In the United States, the CEOs of the largest 350 companies earn more than 300 times of what the average worker makes. Total remuneration packages (salary, pension costs, variable performance pay, share options and other bonuses) are on average USD 16 million, compared to the average salary of USD 53,000. In 2000, the gap was even higher at 376 times, in 1995 122 times, whereas in 1965 it was only 20 times. Outside the US, CEO remuneration is usually more moderate, but excessive payments are occurring with increased frequency. In the Netherlands the average gap is 40 to 1, but in individual companies, such as RELX (formerly Reed-Elsevier) and Heineken, the ratio touches 200 to 1 and higher.

Rising opposition

Politicians, regulators and investors are gradually becoming more active in their opposition to excessive remuneration. At financial institutions within the EU, the variable pay (which is often at stake when controversies occur) may not exceed more than 100% of the fixed pay component. If shareholders vote to agree, this may be stretched to 200%. In The Netherlands, the proportion of variable pay is restricted to just 20%. In the US, from 2017 onwards, publicly listed companies will have to publish the ratio of wage gap between the CEO and an average employee.

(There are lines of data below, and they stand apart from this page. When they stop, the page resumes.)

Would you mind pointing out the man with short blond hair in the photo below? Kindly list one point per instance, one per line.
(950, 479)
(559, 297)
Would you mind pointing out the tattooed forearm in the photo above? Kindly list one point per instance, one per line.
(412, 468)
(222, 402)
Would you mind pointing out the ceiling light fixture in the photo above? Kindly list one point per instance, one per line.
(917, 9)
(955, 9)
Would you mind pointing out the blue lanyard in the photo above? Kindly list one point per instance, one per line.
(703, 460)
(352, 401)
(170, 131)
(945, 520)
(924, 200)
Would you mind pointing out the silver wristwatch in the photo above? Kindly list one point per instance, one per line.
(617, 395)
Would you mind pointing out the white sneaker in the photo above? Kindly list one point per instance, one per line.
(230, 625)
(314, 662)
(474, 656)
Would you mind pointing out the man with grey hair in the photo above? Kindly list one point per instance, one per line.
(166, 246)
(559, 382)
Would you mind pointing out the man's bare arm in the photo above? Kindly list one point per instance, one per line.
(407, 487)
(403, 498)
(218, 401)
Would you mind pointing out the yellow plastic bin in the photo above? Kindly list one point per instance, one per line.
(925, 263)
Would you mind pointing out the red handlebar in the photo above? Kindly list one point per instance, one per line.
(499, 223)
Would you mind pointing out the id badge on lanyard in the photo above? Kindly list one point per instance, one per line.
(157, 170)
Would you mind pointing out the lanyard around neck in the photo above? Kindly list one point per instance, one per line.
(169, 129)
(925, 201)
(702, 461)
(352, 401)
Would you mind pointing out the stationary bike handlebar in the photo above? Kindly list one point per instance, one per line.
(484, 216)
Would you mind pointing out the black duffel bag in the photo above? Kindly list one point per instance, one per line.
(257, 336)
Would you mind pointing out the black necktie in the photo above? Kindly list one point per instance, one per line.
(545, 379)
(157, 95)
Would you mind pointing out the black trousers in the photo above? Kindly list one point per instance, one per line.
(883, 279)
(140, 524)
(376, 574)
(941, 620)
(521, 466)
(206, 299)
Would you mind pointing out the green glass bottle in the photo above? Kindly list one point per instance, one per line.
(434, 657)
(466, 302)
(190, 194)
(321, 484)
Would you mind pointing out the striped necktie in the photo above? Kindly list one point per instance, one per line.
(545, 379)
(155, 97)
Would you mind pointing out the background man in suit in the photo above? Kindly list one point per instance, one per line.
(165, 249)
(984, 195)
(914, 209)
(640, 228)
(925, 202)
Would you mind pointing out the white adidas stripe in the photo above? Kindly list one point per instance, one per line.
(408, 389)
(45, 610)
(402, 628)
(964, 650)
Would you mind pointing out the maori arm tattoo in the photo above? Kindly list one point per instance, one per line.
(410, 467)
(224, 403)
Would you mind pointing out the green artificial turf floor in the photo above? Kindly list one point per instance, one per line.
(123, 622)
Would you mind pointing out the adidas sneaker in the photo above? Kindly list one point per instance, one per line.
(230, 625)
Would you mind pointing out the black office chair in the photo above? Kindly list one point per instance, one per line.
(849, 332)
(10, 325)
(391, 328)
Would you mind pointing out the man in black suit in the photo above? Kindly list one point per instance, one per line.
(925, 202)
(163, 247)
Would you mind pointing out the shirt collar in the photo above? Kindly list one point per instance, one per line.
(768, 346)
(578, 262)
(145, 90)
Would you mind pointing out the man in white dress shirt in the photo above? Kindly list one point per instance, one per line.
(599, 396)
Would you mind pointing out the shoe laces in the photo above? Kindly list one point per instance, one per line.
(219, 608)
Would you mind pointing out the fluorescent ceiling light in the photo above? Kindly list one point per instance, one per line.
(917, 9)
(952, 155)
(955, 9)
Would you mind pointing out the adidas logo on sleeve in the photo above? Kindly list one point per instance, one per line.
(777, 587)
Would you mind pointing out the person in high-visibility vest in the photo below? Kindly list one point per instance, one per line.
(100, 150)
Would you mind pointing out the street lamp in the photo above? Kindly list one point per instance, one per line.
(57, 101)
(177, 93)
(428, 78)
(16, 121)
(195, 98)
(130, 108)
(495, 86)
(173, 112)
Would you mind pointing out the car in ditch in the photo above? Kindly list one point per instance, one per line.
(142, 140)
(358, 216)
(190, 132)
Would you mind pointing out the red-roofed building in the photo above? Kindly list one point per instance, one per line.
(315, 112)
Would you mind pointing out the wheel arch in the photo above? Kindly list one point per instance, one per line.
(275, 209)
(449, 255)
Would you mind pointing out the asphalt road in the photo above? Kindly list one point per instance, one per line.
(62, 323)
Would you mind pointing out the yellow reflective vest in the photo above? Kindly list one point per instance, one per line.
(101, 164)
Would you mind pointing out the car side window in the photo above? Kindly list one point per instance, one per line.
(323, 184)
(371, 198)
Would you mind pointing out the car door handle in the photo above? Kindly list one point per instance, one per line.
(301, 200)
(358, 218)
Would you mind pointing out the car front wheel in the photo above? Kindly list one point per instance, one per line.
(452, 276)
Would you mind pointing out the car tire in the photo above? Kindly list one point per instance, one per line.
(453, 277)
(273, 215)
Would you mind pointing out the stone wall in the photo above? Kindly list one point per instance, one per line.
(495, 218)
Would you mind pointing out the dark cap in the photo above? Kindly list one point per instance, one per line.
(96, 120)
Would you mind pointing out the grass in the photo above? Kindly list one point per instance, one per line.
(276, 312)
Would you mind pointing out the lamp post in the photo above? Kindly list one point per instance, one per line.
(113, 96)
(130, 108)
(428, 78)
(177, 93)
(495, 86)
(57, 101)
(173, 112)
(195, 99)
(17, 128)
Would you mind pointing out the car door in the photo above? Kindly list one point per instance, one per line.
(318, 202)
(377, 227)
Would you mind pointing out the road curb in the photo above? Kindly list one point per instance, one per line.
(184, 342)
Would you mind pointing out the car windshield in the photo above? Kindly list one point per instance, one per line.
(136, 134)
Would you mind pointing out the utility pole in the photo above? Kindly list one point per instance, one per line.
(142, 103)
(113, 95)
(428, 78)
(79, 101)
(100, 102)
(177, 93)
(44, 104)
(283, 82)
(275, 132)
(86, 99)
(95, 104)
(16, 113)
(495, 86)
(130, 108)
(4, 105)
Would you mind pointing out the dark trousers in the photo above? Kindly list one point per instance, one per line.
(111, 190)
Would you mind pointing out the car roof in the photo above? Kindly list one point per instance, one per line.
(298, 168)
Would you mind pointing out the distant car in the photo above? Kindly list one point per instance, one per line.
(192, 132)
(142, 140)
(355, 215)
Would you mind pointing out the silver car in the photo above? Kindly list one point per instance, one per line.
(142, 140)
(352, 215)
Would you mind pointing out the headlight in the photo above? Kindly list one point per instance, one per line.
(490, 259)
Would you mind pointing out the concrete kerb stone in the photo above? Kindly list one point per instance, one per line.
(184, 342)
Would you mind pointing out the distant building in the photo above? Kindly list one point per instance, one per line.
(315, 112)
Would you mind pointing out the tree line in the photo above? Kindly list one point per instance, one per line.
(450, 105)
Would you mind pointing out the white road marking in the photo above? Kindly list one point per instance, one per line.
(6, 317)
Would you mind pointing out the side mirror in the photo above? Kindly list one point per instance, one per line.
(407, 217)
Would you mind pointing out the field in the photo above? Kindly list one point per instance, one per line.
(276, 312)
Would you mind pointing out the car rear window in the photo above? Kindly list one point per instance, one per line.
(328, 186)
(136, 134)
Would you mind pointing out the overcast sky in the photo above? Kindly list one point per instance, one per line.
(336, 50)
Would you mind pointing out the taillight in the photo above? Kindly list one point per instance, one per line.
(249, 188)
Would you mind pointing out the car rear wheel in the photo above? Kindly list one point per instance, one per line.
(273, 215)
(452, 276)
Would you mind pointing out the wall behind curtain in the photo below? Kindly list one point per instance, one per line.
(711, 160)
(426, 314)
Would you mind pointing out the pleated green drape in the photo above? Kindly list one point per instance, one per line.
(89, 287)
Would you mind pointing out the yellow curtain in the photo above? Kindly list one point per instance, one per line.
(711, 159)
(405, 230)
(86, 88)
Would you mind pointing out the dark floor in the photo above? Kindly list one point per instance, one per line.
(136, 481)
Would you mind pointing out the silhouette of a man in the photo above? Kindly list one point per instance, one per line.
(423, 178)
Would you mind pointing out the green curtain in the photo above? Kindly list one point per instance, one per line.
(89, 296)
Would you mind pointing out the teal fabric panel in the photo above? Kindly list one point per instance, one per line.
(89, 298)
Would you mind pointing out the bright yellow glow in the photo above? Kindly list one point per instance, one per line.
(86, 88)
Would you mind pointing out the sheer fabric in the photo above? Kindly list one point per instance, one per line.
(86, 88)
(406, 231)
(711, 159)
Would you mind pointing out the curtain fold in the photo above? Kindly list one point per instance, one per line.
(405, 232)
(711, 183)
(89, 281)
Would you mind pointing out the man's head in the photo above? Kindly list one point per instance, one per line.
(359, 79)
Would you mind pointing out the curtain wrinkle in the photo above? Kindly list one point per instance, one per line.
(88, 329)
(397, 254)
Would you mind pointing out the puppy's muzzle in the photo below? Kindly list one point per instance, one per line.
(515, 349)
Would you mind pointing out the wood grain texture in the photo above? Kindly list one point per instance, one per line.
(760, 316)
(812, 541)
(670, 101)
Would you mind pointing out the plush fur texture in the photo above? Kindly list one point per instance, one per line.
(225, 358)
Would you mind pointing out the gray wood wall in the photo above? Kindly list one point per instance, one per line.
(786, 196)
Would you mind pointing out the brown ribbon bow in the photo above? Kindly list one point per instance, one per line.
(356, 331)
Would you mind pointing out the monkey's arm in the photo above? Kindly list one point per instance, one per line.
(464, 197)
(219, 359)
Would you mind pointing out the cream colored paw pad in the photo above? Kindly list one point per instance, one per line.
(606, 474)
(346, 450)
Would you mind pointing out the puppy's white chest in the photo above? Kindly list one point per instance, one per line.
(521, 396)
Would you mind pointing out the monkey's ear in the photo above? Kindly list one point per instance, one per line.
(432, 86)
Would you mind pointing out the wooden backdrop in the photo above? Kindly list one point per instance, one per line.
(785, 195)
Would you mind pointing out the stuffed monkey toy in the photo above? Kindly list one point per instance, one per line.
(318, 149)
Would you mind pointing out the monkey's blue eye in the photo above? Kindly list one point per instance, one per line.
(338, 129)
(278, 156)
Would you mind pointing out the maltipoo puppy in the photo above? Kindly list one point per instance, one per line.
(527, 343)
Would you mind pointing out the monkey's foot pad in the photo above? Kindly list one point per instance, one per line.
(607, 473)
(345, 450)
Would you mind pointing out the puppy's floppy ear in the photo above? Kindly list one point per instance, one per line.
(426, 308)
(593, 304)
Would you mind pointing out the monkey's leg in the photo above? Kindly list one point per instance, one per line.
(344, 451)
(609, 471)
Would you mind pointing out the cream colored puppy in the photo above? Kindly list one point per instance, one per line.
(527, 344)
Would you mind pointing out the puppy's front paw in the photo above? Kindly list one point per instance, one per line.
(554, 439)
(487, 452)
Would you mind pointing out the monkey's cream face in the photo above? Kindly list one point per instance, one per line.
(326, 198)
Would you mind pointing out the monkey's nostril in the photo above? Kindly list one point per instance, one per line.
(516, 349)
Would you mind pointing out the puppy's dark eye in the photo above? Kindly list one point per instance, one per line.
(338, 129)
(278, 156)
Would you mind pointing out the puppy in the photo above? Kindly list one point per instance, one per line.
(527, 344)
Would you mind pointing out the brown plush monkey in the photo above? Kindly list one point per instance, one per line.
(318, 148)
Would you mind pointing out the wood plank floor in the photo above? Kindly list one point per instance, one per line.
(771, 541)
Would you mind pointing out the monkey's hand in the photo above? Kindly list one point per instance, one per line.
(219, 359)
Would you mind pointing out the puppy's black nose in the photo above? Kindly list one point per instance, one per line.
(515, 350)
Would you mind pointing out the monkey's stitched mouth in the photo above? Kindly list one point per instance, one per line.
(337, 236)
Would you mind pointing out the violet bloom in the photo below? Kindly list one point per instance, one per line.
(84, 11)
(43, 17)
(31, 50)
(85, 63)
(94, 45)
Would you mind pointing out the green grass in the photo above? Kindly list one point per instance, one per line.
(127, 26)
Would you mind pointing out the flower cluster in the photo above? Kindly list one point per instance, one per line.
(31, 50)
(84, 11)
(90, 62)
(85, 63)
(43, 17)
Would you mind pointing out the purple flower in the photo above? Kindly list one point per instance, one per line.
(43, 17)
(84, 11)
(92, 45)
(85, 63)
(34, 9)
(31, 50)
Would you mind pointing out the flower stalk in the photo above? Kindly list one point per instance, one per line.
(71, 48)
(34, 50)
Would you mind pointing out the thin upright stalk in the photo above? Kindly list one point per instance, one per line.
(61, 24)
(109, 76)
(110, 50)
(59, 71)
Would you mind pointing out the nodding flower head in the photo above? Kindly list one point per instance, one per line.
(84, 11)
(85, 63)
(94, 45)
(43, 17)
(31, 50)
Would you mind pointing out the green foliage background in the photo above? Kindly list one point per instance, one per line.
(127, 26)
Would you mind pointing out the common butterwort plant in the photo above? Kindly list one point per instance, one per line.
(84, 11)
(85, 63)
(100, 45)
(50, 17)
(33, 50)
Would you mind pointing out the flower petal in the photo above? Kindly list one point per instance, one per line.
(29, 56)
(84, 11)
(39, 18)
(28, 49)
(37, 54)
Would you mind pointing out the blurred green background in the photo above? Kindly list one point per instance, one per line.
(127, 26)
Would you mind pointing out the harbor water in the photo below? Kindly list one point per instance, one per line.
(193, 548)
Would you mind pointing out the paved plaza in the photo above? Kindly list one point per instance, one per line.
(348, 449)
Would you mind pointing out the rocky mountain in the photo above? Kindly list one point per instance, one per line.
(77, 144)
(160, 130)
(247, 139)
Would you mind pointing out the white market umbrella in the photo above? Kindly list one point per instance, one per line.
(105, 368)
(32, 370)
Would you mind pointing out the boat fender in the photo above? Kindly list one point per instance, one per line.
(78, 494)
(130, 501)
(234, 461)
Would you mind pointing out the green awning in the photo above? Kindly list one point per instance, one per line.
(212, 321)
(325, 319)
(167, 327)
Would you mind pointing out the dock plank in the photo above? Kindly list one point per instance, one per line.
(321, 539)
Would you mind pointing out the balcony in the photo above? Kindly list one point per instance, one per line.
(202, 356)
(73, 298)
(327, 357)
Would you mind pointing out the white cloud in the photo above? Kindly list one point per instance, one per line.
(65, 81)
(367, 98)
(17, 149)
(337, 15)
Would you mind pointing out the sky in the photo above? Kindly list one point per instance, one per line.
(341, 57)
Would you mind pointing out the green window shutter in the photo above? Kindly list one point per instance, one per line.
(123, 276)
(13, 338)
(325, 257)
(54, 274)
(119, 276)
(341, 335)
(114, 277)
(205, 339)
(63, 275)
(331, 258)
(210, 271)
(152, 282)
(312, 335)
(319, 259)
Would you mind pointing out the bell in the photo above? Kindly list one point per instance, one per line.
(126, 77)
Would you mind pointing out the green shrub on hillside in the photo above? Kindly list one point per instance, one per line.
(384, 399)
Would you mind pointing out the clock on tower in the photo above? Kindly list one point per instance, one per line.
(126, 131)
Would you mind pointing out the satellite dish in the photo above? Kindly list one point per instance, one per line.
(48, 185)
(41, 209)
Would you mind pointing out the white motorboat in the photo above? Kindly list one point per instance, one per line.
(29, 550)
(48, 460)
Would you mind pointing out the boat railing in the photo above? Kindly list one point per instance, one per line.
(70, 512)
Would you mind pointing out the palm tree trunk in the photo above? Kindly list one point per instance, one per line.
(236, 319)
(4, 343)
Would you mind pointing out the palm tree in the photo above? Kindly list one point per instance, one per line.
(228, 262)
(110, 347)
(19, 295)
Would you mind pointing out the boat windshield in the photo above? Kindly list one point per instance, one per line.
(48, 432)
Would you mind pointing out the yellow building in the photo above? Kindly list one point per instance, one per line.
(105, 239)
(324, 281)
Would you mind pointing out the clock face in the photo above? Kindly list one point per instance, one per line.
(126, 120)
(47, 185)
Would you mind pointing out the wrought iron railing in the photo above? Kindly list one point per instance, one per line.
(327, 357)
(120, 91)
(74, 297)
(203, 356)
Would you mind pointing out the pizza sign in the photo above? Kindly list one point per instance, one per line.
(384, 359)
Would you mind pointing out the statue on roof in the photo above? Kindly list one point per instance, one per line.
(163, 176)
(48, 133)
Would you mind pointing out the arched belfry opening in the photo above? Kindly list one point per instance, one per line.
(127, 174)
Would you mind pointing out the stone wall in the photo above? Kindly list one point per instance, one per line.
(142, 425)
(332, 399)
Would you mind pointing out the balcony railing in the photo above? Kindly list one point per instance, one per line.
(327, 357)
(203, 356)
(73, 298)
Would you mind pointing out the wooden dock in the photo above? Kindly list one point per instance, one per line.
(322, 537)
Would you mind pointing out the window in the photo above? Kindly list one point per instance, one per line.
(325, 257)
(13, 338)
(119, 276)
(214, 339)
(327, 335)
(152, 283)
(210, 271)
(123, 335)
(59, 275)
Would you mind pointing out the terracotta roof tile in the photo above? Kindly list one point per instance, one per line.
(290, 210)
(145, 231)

Investor platforms such as International Corporate Governance Network (ICGN), the UN Principles for Responsible Investment, and Eumedion have been seeking transparency and moderation for several years. Large pension funds such as Californian Calpers and Dutch PGGM often oppose ‘say-on-pay’ resolutions at shareholders meetings.

Before we invest

During the assessment of a company for potential investment, we investigate the different aspects of compensation and are currently considering extending our requirements. We scrutinize pay-related controversies and closely follow cases of massive shareholder protest. In the past, we have rejected companies from potential investment because shareholder concerns were ignored, for example Novartis and Oracle. If there is reason to, we will do so again.

Keeping a close eye

We remain critical of the remuneration practices of the companies we invest in. This year during annual general meetings, we have opposed 75% of say-on-pay resolutions. Our main reasons were lack of transparency, no challenging targets for the variable component, no sustainability related targets and excessive payments. When preparing our voting decision, we look at the CEO’s total compensation, the ratio between their fixed and their variable salary (bonuses), and the ratio between the CEO’s remuneration and the average wage within the company. We also take into account if the company has a so-called ‘claw-back’ provision – a special contractual clause which allows employers to pursue the repayment of bonuses if, after some time, it appears that the bonus was based on misleading accounting statements. In the US, such a provision is compulsory, but in other countries this is often not the case. As we do not want to reward failure, we also review if an increased remuneration aligns with an increase in company performance.

Note: The issues explored in this article are relevant for sustainable investments on the stock market. Triodos Bank believes that our socially responsible investments are a powerful means of promoting our values and working for greater sustainability, while enabling us to offer a complete range of attractive investment options to customers who choose to invest on the stock market.